Industrial Biotransformations

References
Owing to the need for stabilized biocatalysts, a large amount of effort is directed at
improving established immobilization techniques and to develop new ones. A technique
of great interest is the use of cross-linked enzyme crystals (CLEC) and cross-linked
enzyme aggregates (CLEA). For the preparation of CLEAs, protein preparations of even
technical purity can be used [45].
For substrates and products of poor solubility, aqueous–organic mixtures are being
used as reaction media for the biotransformation.
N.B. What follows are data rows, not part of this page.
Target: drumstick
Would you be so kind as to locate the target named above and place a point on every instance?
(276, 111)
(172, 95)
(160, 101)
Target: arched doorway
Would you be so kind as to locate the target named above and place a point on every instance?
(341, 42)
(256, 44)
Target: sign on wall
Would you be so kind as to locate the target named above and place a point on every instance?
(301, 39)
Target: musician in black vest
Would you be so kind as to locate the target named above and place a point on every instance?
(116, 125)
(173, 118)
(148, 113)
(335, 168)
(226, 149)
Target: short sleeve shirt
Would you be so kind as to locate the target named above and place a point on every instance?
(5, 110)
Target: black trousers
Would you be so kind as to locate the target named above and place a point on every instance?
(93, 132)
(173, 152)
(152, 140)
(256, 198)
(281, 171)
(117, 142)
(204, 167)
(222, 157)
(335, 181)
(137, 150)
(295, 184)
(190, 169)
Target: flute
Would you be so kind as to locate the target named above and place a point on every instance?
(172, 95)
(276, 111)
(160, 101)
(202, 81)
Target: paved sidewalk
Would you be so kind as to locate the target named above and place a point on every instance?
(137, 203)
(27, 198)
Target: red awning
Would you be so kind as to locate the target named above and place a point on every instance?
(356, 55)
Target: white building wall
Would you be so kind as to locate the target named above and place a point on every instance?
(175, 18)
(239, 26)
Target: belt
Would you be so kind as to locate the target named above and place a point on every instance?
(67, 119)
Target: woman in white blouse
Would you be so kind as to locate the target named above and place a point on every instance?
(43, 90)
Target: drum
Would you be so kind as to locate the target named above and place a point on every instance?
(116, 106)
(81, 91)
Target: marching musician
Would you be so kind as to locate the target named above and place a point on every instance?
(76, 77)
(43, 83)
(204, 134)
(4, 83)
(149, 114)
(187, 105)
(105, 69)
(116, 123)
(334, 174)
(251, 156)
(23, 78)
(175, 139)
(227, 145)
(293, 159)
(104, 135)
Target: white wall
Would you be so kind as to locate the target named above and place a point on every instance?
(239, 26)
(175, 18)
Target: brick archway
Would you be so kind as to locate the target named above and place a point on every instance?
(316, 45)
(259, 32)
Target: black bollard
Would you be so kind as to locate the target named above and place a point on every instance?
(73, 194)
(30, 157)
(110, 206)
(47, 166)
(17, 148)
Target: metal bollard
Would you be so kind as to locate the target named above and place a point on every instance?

The two-phase systems have recently
attracted new attention, as it has been pointed out that not only the logP [46], but also
structural elements of the solvents have to be considered to guide the choice of the solvent
[47].
For compounds with low water solubility the use of new solvent systems such as ionic
liquids [48] or supercritical fluids [49–51] (e.g., carbon dioxide) in industrial biocatalysis
can be foreseen. Owing to the water-free environment in ionic liquids even enzymatic
condensation reactions can be carried out [52]. Alternative techniques for the separation
of the products from the new reaction medium have to be developed: while distillation is
feasible for volatile products, nanofiltration can be used for nonvolatile compounds [53].
Instead of using organic solvents, a two-phase system of water and ionic liquids can also
be used in biocatalysis both with isolated enzymes [54] or whole cells [55].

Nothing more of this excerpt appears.